A Blog by the Editor of The Middle East Journal

Putting Middle Eastern Events in Cultural and Historical Context

Friday, May 22, 2009

For Your Weekend Reading

It's a three-day holiday weekend here in the US, and I'll be traveling on Monday so posts will resume Tuesday; so some weekend reading as usual:

  • First, a couple of house plugs for MEI events: on June 1, in an event held at the Carnegie Endowment, a panel on "After the Visits: What Next for Middle East Peace?" with M.J. Rosenberg of Israel Policy Forum, Ghaith al-Omari of the American Task Force for Palestine, and Geoffrey Aronson of the Foundation for Middle East Peace. Then on June 10, following the Lebanese elections, a discussion of The 2009 Lebanon Elections: Outcomes and Implications with Graeme Bannerman of MEI and Bilal Saab of Brookings (a former MEI intern, by the way). RSVP for either at the link.
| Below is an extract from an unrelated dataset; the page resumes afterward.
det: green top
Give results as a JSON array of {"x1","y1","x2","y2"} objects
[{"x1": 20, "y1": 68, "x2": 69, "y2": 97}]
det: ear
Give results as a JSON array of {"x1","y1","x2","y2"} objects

Podcasts and/or transcripts usually go up soon after the events.
  • Al-Masry Al-Youm continues to be your key source for all swine flu, all the time, with a piece (English here and Arabic here) Killer quote: "The US Health Department announced for the second time that the number of infected people with the virus may be 100,000 people." But WHO only says 10,000 worldwide, and even this sentence in the article doesn't justify the headline "US Health Department Expects 100,000 to be infected with swine flu." I wish they'd link to that: I'm still not seeing any "Bring out your dead!" carts around here.
  • For continuing English-language coverage of the Lebanese elections (besides, of course, The Daily Star and other papers), the blog Qifa Nabki continues to provide good, solid commentary with enough background for the non-Lebanese to follow.